By this first voltage amplitude gap value and this second voltage amplitude gap value and as denominator, and this first voltage amplitude gap value is that molecule carries out one first division arithmetic, to obtain one first voltage amplitude slope value; With

Carry out one first multiplying to obtain this first relational coordinate value by this first a voltage amplitude slope value and a base resolve constant value.

33. the five-part form coordinate localization method of EM induction system as claimed in claim 32 is characterized in that, above-mentioned base resolve constant value is that the coordinate in every fixed range is counted.

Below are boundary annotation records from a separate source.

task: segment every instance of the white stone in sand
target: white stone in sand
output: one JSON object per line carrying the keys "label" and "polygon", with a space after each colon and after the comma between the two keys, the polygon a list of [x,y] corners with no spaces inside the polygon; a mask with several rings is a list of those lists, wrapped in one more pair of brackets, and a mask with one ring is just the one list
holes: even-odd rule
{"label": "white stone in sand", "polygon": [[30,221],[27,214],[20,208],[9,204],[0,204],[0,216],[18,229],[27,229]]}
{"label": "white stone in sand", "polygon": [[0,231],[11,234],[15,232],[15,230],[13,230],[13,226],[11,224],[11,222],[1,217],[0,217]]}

34. the five-part form coordinate localization method of EM induction system as claimed in claim 30 is characterized in that, the first above-mentioned absolute coordinates value is this first relational coordinate value and one first base seat scale value sum.

35. the five-part form coordinate localization method of EM induction system as claimed in claim 34 is characterized in that, the computing method of the first above-mentioned base seat scale value also comprise:

The 4th antenna address is deducted 1, to obtain one first difference; With

Carry out a multiplying in the hope of this first base seat scale value by this first difference and this base resolve constant value.

36. the five-part form coordinate localization method of EM induction system as claimed in claim 23 is characterized in that, the second above-mentioned coordinate finder also comprises:

Carry out one the 5th contrast program to find out one the 9th maximum voltage amplitude, one five antenna address corresponding by these a plurality of the 5th maximum voltage amplitudes with it;

Carry out one second logic determines program to judge that the 5th antenna address is the non-frontier district that is positioned at this antenna groups with second coordinate direction by the 5th antenna address and its 9th maximum voltage amplitude;

1 the tenth maximum voltage value and 1 the 11 maximum voltage value by the 9th maximum voltage amplitude and adjacent the 5th antenna address are carried out one the 3rd operation program to obtain one second relational coordinate value of this second coordinate direction; With

Carry out one the 4th operation program to obtain one second absolute coordinates value of this second coordinate direction by this second relational coordinate value.

37. the five-part form coordinate localization method of EM induction system as claimed in claim 36, it is characterized in that, the second above-mentioned logic determines program judges that the 5th antenna address is when being positioned at the frontier district of this antenna groups with second coordinate direction, and then signal emitting-source is the marginarium that is positioned at this EM induction system.

38. the five-part form coordinate localization method of EM induction system as claimed in claim 36 is characterized in that, the 3rd above-mentioned operation program also comprises:

Carry out one the 3rd subtraction by the 9th maximum voltage amplitude and the tenth maximum voltage value, to obtain a tertiary voltage amplitude disparity value;

Carry out one the 4th subtraction by the 9th maximum voltage amplitude and the 11 maximum voltage value, to obtain one the 4th voltage amplitude gap value;

By this tertiary voltage amplitude disparity value and the 4th voltage amplitude gap value and as denominator, and this tertiary voltage amplitude disparity value is that molecule carries out one second division arithmetic, to obtain one second voltage amplitude slope value; With

Carry out one second multiplying to obtain this second relational coordinate value by this second voltage amplitude slope value and this base resolve constant value.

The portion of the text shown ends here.